Looking back on 2011, the negotiation story of the year has, of course, been the Eurozone crisis. Unfortunately, it will probably be the story of next year too. It is a pretty tough nut to crack, I have to admit; if I was in charge of Europe, I’d even find it a challenge myself.
It’s the perfect storm: the European ship fighting through the force of nature that is the market, with money pouring out of unpluggable holes, only to find that the ship simply wasn’t designed for such seas at all. No wonder it is listing so heavily and looks, for all the world, it is going to sink anytime soon.
And I’m afraid the captains and the crew don’t seem to have a clue what to do; in fact, I think they are a large part of the problem.
Cameron’s accidental coup
Let’s look at Europe’s finest, let’s take them one by one and look at their wonderful negotiating skills in practice, starting with David Cameron and his amazing blunder last week.
Almost certainly, the 26-to-1 result was an accident, Cameron expecting last minute concessions that were not to materialise. A good outcome or bad, and whatever its impact, it was a mistake that he now has to make the most of.
How to turn a problem into a disaster in 6 easy summit meetings
Angela Merkel and Nicolas Sarkozy, of course, were the culprits who refused to budge on what were fairly small demands. Merkel has bull-dozed her way through every meeting in the last 6 months, not giving an inch. As the political and economic world clamours for the European Central Bank to be let loose on the problem to solve it once and for all, she prefers to listen to her electorate and keep the Bank tightly reined in.
As a result, a problem slips into a crisis and the crisis into a catastrophe. We lurch from one summit meeting to another, and the crisis only ever deepens.

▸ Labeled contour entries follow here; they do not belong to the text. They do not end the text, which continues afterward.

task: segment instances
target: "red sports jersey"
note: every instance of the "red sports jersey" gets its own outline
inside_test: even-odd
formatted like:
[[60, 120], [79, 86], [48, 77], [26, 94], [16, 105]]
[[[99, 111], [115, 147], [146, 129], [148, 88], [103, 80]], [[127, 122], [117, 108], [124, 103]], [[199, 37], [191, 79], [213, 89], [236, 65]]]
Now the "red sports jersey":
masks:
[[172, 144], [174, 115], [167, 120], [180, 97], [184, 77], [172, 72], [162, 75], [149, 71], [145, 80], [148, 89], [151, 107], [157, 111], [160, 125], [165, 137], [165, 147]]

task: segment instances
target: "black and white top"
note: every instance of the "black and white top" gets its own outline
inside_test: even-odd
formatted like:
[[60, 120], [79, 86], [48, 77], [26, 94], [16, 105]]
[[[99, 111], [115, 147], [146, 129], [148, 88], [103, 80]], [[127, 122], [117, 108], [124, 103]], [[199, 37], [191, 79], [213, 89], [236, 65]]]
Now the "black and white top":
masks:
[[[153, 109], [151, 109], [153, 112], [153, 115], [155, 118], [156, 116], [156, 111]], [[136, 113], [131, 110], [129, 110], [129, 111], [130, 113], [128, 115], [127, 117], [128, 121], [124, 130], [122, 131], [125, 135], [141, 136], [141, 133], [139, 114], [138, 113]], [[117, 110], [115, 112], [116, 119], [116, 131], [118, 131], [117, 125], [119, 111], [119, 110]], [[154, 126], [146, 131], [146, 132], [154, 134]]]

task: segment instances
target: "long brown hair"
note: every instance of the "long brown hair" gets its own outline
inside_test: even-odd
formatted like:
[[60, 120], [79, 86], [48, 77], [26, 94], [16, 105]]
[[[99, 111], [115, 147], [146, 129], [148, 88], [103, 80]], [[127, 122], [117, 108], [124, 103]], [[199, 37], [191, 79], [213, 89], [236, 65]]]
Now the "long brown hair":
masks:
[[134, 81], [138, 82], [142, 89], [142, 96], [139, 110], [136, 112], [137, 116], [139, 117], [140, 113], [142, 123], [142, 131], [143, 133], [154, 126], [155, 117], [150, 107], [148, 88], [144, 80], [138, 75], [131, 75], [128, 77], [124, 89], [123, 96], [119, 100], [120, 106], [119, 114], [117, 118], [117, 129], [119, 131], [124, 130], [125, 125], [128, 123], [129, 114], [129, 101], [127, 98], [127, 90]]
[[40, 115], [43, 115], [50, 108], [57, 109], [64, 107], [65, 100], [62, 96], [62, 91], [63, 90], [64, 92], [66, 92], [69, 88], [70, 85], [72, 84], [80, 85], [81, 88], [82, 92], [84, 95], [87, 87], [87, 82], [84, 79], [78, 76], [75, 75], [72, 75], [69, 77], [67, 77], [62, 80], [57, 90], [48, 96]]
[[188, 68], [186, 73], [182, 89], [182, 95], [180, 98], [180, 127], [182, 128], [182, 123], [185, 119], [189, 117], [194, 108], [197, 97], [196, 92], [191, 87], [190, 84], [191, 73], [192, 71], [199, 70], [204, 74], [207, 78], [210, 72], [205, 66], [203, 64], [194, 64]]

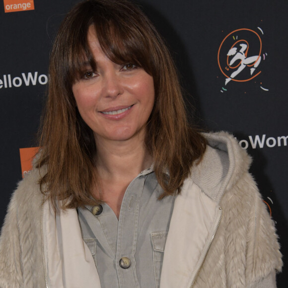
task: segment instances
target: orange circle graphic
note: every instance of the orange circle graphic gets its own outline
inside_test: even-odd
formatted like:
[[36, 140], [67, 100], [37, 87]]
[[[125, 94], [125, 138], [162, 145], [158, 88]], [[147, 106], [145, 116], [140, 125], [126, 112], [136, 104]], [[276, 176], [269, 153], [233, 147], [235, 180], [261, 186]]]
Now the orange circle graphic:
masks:
[[[251, 29], [247, 29], [247, 28], [241, 28], [241, 29], [238, 29], [237, 30], [234, 30], [234, 31], [232, 31], [231, 32], [229, 33], [223, 39], [223, 41], [221, 42], [221, 44], [220, 44], [220, 47], [219, 47], [219, 49], [218, 50], [218, 55], [217, 56], [217, 60], [218, 61], [218, 65], [219, 66], [219, 68], [220, 68], [220, 70], [221, 71], [221, 72], [222, 72], [222, 73], [227, 78], [230, 78], [229, 76], [228, 76], [227, 75], [226, 75], [225, 72], [223, 71], [223, 70], [222, 70], [222, 68], [221, 67], [221, 65], [220, 65], [220, 61], [219, 60], [219, 55], [220, 55], [220, 50], [221, 50], [221, 48], [222, 47], [222, 45], [223, 45], [223, 43], [225, 42], [225, 40], [231, 34], [232, 34], [233, 33], [236, 32], [238, 31], [242, 31], [242, 30], [246, 30], [246, 31], [249, 31], [250, 32], [252, 32], [252, 33], [253, 33], [254, 34], [256, 34], [256, 35], [257, 36], [257, 37], [258, 38], [259, 40], [259, 42], [260, 43], [260, 49], [259, 50], [259, 54], [258, 55], [258, 57], [257, 58], [257, 59], [256, 59], [256, 60], [254, 62], [254, 63], [253, 63], [252, 64], [251, 64], [250, 65], [247, 65], [247, 66], [250, 67], [251, 66], [253, 66], [258, 60], [258, 59], [259, 59], [260, 55], [261, 54], [261, 51], [262, 50], [262, 42], [261, 41], [261, 39], [260, 38], [260, 37], [259, 36], [259, 35], [255, 31], [253, 31], [253, 30], [251, 30]], [[248, 44], [248, 42], [244, 40], [238, 40], [238, 41], [237, 41], [236, 43], [235, 43], [231, 47], [231, 48], [233, 48], [237, 43], [238, 43], [240, 41], [244, 41], [245, 42], [247, 43]], [[248, 52], [248, 50], [249, 49], [249, 45], [248, 45], [248, 47], [247, 47], [247, 49], [245, 52], [245, 56], [247, 56], [247, 53]], [[228, 63], [228, 58], [229, 56], [227, 56], [227, 62]], [[237, 67], [238, 67], [241, 64], [241, 62], [240, 62], [240, 63], [239, 63], [239, 64], [238, 64], [238, 65], [237, 65], [236, 66], [234, 67], [231, 67], [228, 64], [228, 66], [229, 67], [230, 67], [231, 69], [235, 69]], [[236, 80], [236, 79], [234, 79], [233, 78], [231, 78], [231, 80], [232, 80], [232, 81], [235, 81], [235, 82], [246, 82], [247, 81], [249, 81], [250, 80], [251, 80], [252, 79], [253, 79], [253, 78], [255, 78], [255, 77], [256, 77], [257, 76], [258, 76], [260, 73], [261, 72], [261, 71], [259, 71], [257, 74], [255, 74], [254, 76], [252, 76], [252, 77], [251, 77], [250, 78], [249, 78], [248, 79], [246, 79], [245, 80]]]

A necrosis (Greek word, that) spreading from country to country; an economic car-crash unravelling in slow motion.
Nicolas Sarkozy, of course, has had to bear most of the brunt of Merkel’s smug unbudgeability (Greek word, that, too. Well…) but he seems to have learnt from her and dealt Cameron the same “They shall not pass” treatment that he has received for most of the year.
Let’s negotiate like we used to in the playground
Nor has Sarkozy been guilt-free in the ensuing war of words between the countries. Whilst most of the mud-slinging has come from his senior ministers, Sarkozy calling Cameron “an obstinate kid” sparked it all off and his (and his party’s) standing in the polls seem to have benefitted quite nicely (and with an election due this spring…oh, I’m sure that’s not connected at all).
Great to see everyone is focussed on the problem at hand and behaving like grown-ups!
Let’s move further afield: Italy, Berlusconi…ok, let’s move quickly further afield still!
Papandreou, the guy should be strung up! Criminal! What was going on his head when he demanded a referendum straight after being gifted a bail-out by his fellow Europeans? One of the most shocking diplomatic moments I have ever witnessed.
Europe’s finest – oh, it makes you proud!
Sadly, this has been a primer on how not to negotiate. Successful negotiators know that the key is always to create extra value; depressingly, in these talks, we have seen so much value disappear before our eyes, to everyone’s cost, and how much more is to follow?